L’empereur c’est moi

Extrait :
Quand je rêve
Quand je rêve, je vois une image, je bloque cette image et j’entre dans mon rêve. Ces images s’entrechoquent, disparaissent et reviennent. J’ai peur qu’elles ne s’échappent. Alors je les dessine. Et elles existent. À l’école, on me regarde en souriant et on me dit que je suis un « cerveau lent ». Ils ne savent pas comme les images défilent vite dans ma tête.
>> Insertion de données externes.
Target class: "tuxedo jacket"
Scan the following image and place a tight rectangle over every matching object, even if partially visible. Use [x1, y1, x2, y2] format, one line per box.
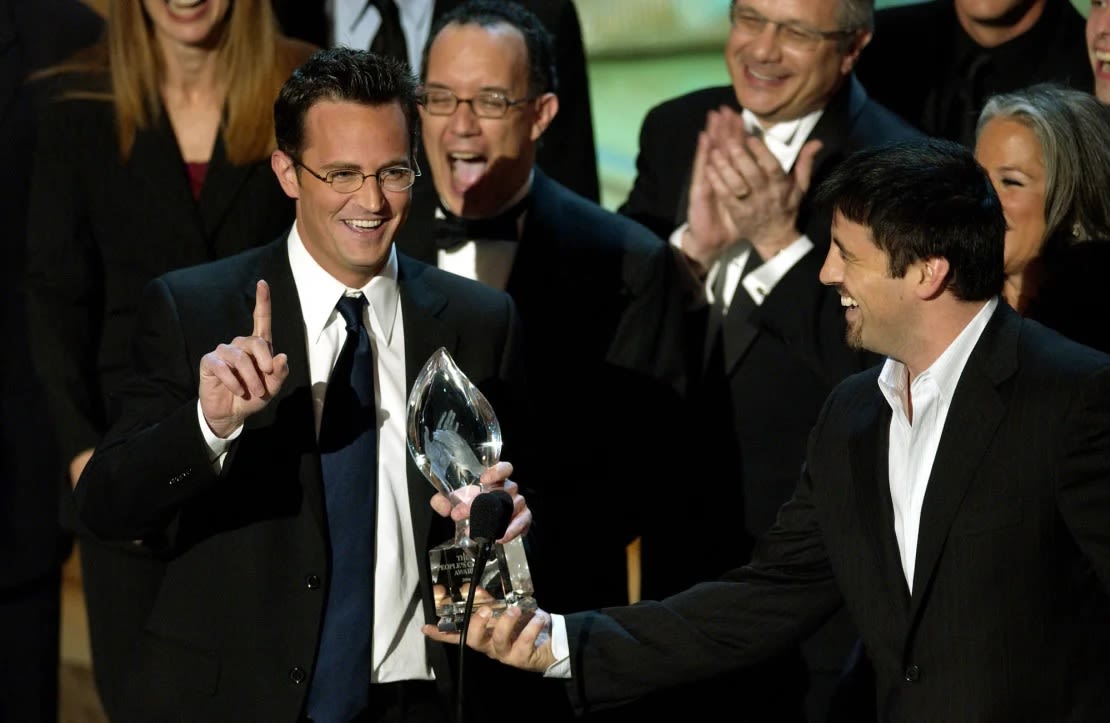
[620, 73, 919, 671]
[75, 238, 537, 723]
[567, 304, 1110, 723]
[856, 0, 1094, 142]
[397, 169, 689, 609]
[273, 0, 601, 201]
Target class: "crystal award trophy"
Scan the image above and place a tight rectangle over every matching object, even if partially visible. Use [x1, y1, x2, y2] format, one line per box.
[407, 348, 536, 632]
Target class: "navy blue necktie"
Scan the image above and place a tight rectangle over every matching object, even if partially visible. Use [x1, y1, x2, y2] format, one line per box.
[307, 294, 377, 723]
[366, 0, 408, 66]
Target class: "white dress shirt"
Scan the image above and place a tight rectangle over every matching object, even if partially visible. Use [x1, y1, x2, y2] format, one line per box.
[198, 225, 434, 683]
[435, 170, 536, 291]
[327, 0, 435, 73]
[670, 109, 825, 314]
[879, 299, 998, 593]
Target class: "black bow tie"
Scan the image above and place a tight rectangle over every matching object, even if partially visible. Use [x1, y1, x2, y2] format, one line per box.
[435, 195, 531, 251]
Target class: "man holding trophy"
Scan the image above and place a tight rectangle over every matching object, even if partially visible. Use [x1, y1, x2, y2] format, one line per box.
[75, 49, 541, 723]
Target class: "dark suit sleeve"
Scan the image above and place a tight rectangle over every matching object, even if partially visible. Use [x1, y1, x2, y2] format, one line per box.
[74, 280, 218, 540]
[617, 102, 689, 239]
[27, 101, 105, 464]
[566, 404, 844, 710]
[536, 0, 601, 202]
[1056, 368, 1110, 592]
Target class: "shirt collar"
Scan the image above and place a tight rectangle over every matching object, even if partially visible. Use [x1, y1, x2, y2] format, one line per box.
[287, 223, 401, 343]
[879, 297, 998, 406]
[743, 108, 825, 171]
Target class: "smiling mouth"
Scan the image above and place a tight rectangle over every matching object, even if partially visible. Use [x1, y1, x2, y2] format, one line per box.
[447, 153, 488, 190]
[1094, 50, 1110, 72]
[343, 219, 385, 231]
[164, 0, 208, 10]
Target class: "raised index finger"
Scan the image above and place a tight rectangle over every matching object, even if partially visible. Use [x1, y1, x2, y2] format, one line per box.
[251, 279, 273, 342]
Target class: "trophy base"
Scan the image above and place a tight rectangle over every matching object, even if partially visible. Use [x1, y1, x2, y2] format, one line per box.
[428, 530, 536, 632]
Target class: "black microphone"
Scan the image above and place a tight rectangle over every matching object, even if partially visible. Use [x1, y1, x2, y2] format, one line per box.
[455, 490, 515, 723]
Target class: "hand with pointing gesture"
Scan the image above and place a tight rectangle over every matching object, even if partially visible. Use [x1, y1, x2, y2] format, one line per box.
[199, 280, 289, 438]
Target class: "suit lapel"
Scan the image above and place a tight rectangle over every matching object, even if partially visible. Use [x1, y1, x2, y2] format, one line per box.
[849, 390, 909, 620]
[505, 168, 550, 308]
[910, 303, 1020, 616]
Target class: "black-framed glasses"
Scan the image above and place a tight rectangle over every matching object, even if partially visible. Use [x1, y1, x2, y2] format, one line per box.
[290, 155, 421, 193]
[728, 3, 856, 52]
[417, 88, 536, 118]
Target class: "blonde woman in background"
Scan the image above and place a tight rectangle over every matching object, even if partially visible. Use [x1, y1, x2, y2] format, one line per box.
[28, 0, 315, 721]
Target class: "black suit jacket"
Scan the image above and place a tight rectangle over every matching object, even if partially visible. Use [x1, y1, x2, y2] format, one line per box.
[28, 93, 293, 462]
[856, 0, 1094, 144]
[75, 238, 532, 723]
[273, 0, 601, 201]
[0, 0, 103, 589]
[567, 304, 1110, 723]
[397, 169, 686, 621]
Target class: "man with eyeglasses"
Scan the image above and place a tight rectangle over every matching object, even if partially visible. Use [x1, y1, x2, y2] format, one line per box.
[859, 0, 1094, 148]
[619, 0, 920, 722]
[75, 49, 529, 723]
[272, 0, 601, 201]
[397, 1, 692, 701]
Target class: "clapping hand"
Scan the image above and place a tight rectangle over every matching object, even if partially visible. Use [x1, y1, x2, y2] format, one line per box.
[199, 280, 289, 438]
[683, 108, 821, 270]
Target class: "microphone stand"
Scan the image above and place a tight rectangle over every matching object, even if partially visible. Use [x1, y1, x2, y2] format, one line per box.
[455, 540, 493, 723]
[455, 491, 513, 723]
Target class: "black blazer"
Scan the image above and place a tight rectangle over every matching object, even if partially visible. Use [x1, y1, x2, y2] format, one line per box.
[397, 169, 687, 607]
[273, 0, 601, 201]
[567, 304, 1110, 723]
[856, 0, 1094, 142]
[28, 93, 293, 463]
[0, 0, 103, 590]
[75, 238, 532, 723]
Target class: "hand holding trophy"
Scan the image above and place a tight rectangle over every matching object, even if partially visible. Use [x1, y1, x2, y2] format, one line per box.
[407, 348, 536, 632]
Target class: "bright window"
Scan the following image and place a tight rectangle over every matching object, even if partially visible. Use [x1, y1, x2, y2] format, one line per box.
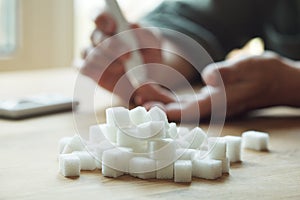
[0, 0, 17, 57]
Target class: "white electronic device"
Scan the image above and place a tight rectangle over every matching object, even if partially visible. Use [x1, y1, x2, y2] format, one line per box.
[106, 0, 147, 88]
[0, 94, 78, 119]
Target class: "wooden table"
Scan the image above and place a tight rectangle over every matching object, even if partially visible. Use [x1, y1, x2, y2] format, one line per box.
[0, 69, 300, 200]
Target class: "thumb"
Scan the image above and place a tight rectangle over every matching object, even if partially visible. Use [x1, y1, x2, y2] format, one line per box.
[95, 12, 117, 35]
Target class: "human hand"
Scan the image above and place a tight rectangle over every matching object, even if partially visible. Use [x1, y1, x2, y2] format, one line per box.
[81, 13, 172, 104]
[145, 52, 300, 121]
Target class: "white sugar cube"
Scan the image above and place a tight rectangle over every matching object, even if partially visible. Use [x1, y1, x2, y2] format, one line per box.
[95, 159, 102, 169]
[102, 148, 132, 173]
[177, 126, 190, 137]
[62, 135, 85, 154]
[174, 160, 192, 183]
[156, 160, 174, 179]
[148, 139, 176, 160]
[106, 107, 132, 128]
[193, 159, 222, 179]
[129, 106, 150, 125]
[89, 125, 106, 143]
[58, 137, 72, 154]
[59, 154, 80, 177]
[221, 157, 230, 174]
[208, 137, 227, 160]
[100, 124, 118, 143]
[94, 141, 116, 162]
[117, 128, 147, 153]
[242, 131, 269, 151]
[72, 151, 96, 171]
[183, 127, 207, 149]
[101, 163, 124, 178]
[176, 148, 197, 160]
[166, 122, 178, 139]
[137, 121, 166, 139]
[129, 157, 156, 179]
[224, 136, 242, 162]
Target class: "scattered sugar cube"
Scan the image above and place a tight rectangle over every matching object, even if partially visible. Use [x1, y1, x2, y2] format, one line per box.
[174, 160, 192, 183]
[224, 136, 242, 162]
[106, 107, 132, 128]
[208, 137, 227, 160]
[137, 121, 166, 139]
[62, 135, 85, 154]
[129, 106, 151, 125]
[242, 131, 269, 151]
[101, 163, 124, 178]
[59, 154, 80, 177]
[183, 127, 207, 149]
[148, 139, 176, 160]
[58, 137, 72, 154]
[176, 148, 197, 160]
[177, 126, 190, 137]
[94, 141, 116, 162]
[102, 148, 133, 173]
[167, 122, 178, 139]
[72, 151, 96, 171]
[129, 157, 156, 179]
[156, 160, 174, 179]
[193, 159, 222, 179]
[221, 157, 230, 174]
[89, 125, 106, 144]
[117, 128, 147, 153]
[100, 124, 118, 143]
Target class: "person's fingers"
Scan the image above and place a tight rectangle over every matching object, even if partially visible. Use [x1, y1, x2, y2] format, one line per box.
[134, 83, 175, 105]
[131, 24, 162, 63]
[95, 13, 117, 35]
[80, 46, 94, 59]
[202, 61, 240, 86]
[81, 48, 124, 83]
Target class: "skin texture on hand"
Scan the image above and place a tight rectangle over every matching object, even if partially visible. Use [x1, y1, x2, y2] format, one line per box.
[81, 13, 197, 105]
[145, 52, 300, 121]
[81, 13, 300, 121]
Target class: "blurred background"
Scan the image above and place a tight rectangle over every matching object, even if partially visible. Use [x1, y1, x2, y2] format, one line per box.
[0, 0, 162, 71]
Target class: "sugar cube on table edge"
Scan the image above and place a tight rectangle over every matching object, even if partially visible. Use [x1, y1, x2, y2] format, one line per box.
[242, 131, 270, 151]
[59, 107, 269, 183]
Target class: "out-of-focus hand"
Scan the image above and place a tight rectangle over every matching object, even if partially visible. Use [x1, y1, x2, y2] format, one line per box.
[81, 13, 173, 104]
[145, 52, 300, 121]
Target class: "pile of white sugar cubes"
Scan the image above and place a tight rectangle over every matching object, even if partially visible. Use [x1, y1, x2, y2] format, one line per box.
[59, 107, 269, 182]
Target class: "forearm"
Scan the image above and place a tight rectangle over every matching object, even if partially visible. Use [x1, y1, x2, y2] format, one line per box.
[281, 60, 300, 107]
[150, 38, 201, 88]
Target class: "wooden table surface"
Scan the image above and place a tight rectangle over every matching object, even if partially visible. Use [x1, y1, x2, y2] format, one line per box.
[0, 69, 300, 200]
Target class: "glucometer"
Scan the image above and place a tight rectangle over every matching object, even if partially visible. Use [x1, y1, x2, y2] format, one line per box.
[105, 0, 147, 88]
[0, 94, 78, 119]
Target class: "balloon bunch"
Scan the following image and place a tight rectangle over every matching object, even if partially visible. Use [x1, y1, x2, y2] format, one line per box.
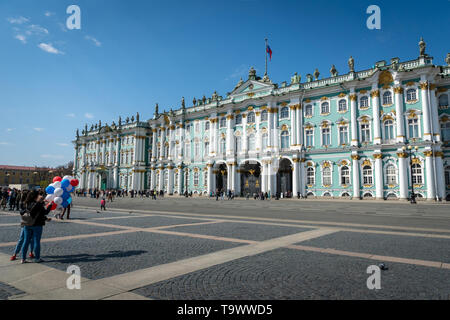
[45, 176, 78, 210]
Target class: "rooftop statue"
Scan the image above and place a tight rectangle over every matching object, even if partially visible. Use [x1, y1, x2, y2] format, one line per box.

Je leur réponds intérieurement, puisque « répondre » au professeur est interdit, que si je suis un « cerf-volant », qu’attendent-ils pour me lâcher ? Dans ma tête, je tâche d’y passer le plus de temps possible, et ça ne plaît pas vraiment aux autres. Je rêve endormi, je rêve éveillé. Je suis un rêveur, comme ils disent.
Le monde n’aime pas les rêveurs : ils doivent être surpuissants et beaucoup plus malins que la moyenne s’ils veulent y trouver leur place. Sinon ils n’auront aucune chance et finiront dans la benne à ordures. Voici le sort qui m’est réservé si je continue à rêver, ou du moins si cela se voit. Seulement, sans mes images et mon rêve, je suis mort. Un pantin mort. Dont les fils seront tirés par un manipulateur secret qui s’occupe de rêver pour les autres. C’est ça qu’ils veulent : détruire les images que j’ai dans la tête pour m’imposer leur « rêve » à eux. Leur sombre songe dont je ne veux pas faire partie. Figurant du rêve général et formaté, ça ne m’intéresse pas. Ce sera sans moi et moi sans vous.
Je connais bien la forêt et je ne crains pas les fantômes. Ils savent que je les respecte et que je ne suis pas venu pour les chasser. Malheur à celui qui les méprise : il sera changé en ver de terre.
Je marche dans la forêt, toujours avec une épée en bois. Le monde n’aime pas les rêveurs. Je dois m’entraîner. M’entraîner à me battre et à résister pour rêver.
Le fantôme siffleur m’a soufflé une idée aujourd’hui. Il m’a appelé le « petit dragon ». Ce sera le début de mes bandes dessinées. Elles raconteront l’histoire du petit dragon. Difforme, le petit dragon est rejeté par son clan dès sa naissance parce qu’il ne peut pas cracher de feu. À l’école, les fantômes ont disparu. Ils n’aiment pas cet endroit et moi non plus. Les lieux sans fantômes me désespèrent. Alors je reste avec les images qui tournent dans ma tête, les images que les fantômes m’ont soufflées. À l’école, on m’empêche de traduire ces images. Elles sont « hors sujet ». Alors je me dis qu’une existence de fantôme me plairait bien. Bien plus que celle d’un écolier en tout cas. Je ne veux pas entendre les voix et les cris autour de moi. Je préfère le silence. Je suis le fantôme de l’école.